The punditry loves to opine about the Fed and invite every guest or column source to do the same. The calendar combination will prove irresistible. If you are tired of hearing and reading about this topic, I understand. I could not agree more.

But my job here is to consider what will be the weekly focus, not what should be.

People will be asking:

Will the Fed (as promised) be data dependent in hiking rates?

There are several key viewpoints:

  • Data will show weakness, and the Fed will not hike rates. (Some still expect more QE).
  • Data will show some weakness, but the Fed will not be deterred.
  • Mixed data allows the Fed to hike as planned.
  • Strong data will emphasize the need for higher rates, reviving the “Fed behind the curve” arguments.
  • Most observers believe that Friday’s employment data will be the most important influence. Here are some ideas that most will not discuss or will get wrong:

  • People will speculate that Yellen “has the numbers” before her Congressional testimony on Thursday. This is an interesting idea, since the Fed gets some information a bit early to prepare some of their own reports. Theoretically, the overall report goes to the Fed Chair and the President the afternoon before the announcement. Many will expect Yellen’s commentary to reflect special knowledge, but it probably does not.
  • Nearly everyone will forget that the payroll employment number is based on a survey with a confidence interval of +/- 110K or so. This is just “sampling error” so it does not reflect any revisions due to more responses, changes in seasonal adjustments, or aligning with benchmarks.
  • Some will regard Thursday’s initial jobless claims as a relevant signal. It is not, since it covers a different period from the monthly employment report.
  • Expect to see plenty of support for each of these various positions, since every expert has an opinion about the Fed.

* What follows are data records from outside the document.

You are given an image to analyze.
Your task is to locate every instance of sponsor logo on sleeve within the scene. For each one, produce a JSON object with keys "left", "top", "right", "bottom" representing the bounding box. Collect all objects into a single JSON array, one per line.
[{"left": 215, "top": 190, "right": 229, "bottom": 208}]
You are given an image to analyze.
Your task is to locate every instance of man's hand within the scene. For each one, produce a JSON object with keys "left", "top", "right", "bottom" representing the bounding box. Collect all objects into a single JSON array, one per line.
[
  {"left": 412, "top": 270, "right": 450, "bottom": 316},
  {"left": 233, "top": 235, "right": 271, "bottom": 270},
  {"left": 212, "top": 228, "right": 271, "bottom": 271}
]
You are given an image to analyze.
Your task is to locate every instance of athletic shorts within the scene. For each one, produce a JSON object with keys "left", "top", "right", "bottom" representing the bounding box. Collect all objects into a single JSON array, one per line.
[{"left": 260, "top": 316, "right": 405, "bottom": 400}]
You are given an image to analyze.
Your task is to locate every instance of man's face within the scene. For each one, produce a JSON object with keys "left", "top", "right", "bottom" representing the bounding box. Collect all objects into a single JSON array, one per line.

    But first, let us do our regular update of the last week’s news and data. Readers, especially those new to this series, will benefit from reading the background information.

    Last Week’s Data

    Each week I break down events into good and bad. Often there is “ugly” and on rare occasion something really good. My working definition of “good” has two components:

  • The news is market-friendly. Our personal policy preferences are not relevant for this test. And especially – no politics.
  • It is better than expectations.
  • The Good

    There was a little good news, but most results were in line with expectations.

  • Change in policy from Saudi Arabia. This is an important story, but a confusing one. There are two parts.

    • Would higher oil prices be good? In general, lower oil prices seem to be positive for most countries, lowering the consumption “tax” for consuming nations. Despite this, stocks have been positively correlated with oil prices.
    • Is this really a policy change? The FT carried the story this week, and it was treated as fresh news by many observers. Others noted that similar statements were made several days earlier. (Bloomberg)
  • Personal income showed solid growth. The gain was 0.4% month-over-month and 5.3% over last year, the best gain since May.
  • GDP for Q3 was revised higher. The adjustment was in line with expectations, but it does provide a higher base. Much of the gain was due to inventory adjustments (Diane Swonk). Doug Short has a great method for illustrating the components of GDP change over time, and also a post with plenty of other interesting comparisons.